Stakes in Clipway, founded by a former top executive at Ardian, are an attempt to gain exposure to fast-growing strategy
US tech investor General Atlantic and French asset manager Carmignac are backing a London investment manager that is buying out stakes in private equity funds, as they seek to diversify into this fast-growing strategy.
General Atlantic, best known for backing TikTok parent company ByteDance, and Paris-based Carmignac have bought minority holdings in Clipway, a firm set up by former Ardian senior investor Vincent Gombault.
They are also committing cash to the firm’s debut fund, which is aiming to raise $4bn, according to people briefed on the plan. Clipway was set up earlier this year and has raised around a quarter of this target, said one of the people.
Clipway declined to comment on fundraising.
The move follows deals in which big asset managers, including Ares, Franklin Templeton and PGIM, have increased exposure to the secondaries markets. The private equity secondaries market reached more than $100bn last year, doubling since 2017, according to a report by Lazard.
Blackstone and Goldman Sachs have grown organically in this area and raised their largest-ever funds for secondary deals this year, a market that offers large investors such as pension funds the chance to exit illiquid private market investments early if they want to.
Clipway uses proprietary technology and data analytics to help price and monitor potential investment opportunities.
Gombault, who spent over two decades at Ardian, played an instrumental role in building the secondaries business of the French private equity investment manager, and it has since grown to become its largest unit. He has set up the new firm with former Ardian colleagues and others.
Ardian is itself seeking to raise around $25bn for its first fund since Gombault left in December 2020. The Paris-based firm, headed by Dominique Senequier, raised $19bn in 2020 for this strategy.
Clipway has hired executives from Coller Capital and appointed David Enriquez, a managing director at Rothschild’s merchant bank in New York, as a partner. It now employs more than 20 people in London and New York.
Back in March General Atlantic, which manages $77bn in assets, said it was teaming up with an Abu Dhabi state fund and the emirate’s largest listed company to launch an investment group. A month later the New York-based firm said it had acquired private credit firm Iron Park, a business set up by Tripp Smith, a former Blackstone credit executive.
The Clipway deal also reflects how mainstream asset managers such as Carmignac are betting on assets outside traditional bonds and equities to lift profits.
Founded more than three decades ago by Édouard Carmignac, the firm built its business largely by targeting individual investors through a network of private banks and independent financial advisers across Europe.

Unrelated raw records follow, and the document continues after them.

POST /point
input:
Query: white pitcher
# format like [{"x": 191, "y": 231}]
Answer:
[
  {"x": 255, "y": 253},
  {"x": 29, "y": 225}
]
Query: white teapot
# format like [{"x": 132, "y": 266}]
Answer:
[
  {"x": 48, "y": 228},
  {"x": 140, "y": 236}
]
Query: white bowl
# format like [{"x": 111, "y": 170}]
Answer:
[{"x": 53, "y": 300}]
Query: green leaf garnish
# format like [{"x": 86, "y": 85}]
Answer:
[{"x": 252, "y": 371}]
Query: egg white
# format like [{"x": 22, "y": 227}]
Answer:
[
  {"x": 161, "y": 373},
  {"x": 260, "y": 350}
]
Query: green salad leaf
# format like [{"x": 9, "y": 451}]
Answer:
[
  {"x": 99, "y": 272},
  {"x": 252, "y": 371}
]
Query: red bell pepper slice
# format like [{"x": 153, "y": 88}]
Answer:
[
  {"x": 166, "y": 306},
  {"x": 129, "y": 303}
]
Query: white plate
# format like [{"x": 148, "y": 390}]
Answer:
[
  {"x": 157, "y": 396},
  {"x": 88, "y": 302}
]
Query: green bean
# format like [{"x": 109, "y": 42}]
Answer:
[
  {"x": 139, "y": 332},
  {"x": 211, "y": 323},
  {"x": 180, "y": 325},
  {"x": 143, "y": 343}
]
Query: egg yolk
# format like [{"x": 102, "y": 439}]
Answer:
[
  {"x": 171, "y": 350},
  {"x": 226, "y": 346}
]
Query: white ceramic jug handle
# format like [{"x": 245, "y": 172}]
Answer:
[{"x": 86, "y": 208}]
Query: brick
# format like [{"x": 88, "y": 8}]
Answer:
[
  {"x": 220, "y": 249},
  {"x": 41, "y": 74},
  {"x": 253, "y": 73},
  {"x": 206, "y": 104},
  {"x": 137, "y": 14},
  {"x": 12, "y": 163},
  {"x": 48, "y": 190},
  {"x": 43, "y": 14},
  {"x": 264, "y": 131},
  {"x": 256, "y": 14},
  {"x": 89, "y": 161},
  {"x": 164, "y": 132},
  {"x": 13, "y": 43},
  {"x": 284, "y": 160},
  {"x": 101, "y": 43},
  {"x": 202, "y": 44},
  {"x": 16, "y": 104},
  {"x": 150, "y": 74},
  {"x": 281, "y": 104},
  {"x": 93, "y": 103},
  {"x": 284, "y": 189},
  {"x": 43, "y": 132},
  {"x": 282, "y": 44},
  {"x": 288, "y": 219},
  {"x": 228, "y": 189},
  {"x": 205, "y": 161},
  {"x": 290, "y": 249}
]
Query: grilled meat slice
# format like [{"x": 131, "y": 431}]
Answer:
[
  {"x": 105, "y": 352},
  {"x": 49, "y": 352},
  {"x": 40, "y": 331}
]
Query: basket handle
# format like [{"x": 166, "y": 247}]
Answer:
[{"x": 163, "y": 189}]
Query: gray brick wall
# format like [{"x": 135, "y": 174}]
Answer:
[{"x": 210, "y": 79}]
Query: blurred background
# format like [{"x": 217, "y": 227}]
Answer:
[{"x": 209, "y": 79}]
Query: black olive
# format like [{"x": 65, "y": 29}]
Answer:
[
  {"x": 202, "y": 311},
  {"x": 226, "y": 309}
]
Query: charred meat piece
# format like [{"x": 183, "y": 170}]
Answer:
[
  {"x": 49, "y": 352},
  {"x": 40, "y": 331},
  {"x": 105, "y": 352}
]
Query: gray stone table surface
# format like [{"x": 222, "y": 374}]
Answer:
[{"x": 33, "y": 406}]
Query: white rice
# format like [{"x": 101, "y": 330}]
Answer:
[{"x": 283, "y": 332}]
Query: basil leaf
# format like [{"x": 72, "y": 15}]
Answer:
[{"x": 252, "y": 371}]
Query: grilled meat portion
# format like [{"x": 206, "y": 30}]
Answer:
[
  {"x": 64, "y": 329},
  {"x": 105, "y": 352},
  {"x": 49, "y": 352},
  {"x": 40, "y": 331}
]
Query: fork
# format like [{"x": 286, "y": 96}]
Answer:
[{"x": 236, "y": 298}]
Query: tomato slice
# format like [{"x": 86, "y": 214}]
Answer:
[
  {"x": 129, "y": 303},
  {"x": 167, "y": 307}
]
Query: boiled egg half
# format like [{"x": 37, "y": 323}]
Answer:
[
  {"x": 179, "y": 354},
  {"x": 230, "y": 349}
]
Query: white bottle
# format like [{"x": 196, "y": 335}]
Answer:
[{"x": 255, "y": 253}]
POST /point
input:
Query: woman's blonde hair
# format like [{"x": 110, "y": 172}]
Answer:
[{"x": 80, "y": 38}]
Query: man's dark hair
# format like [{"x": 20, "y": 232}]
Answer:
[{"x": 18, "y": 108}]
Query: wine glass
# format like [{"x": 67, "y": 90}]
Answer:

It made its name with defensive positioning in 2008, which allowed it to avoid losses when markets crashed.
The Paris-based asset manager has been increasing its exposure to private markets by striking partnerships with smaller firms. It is a cornerstone investor in UK private equity firm Cap10, a new buyout house set up by a senior former executive from Apollo.
Carmignac’s assets under management have dropped 40 per cent in the past five years, from €50bn to €30bn, reflecting lacklustre performance and outflows at its flagship Carmignac Patrimoine fund.
Patrimoine, which invests in bonds, equities and currencies, is up 1.62 per cent a year over the past five years and is down 1.75 per cent this year. Its assets have decreased from €17.8bn five years ago to €6.7bn.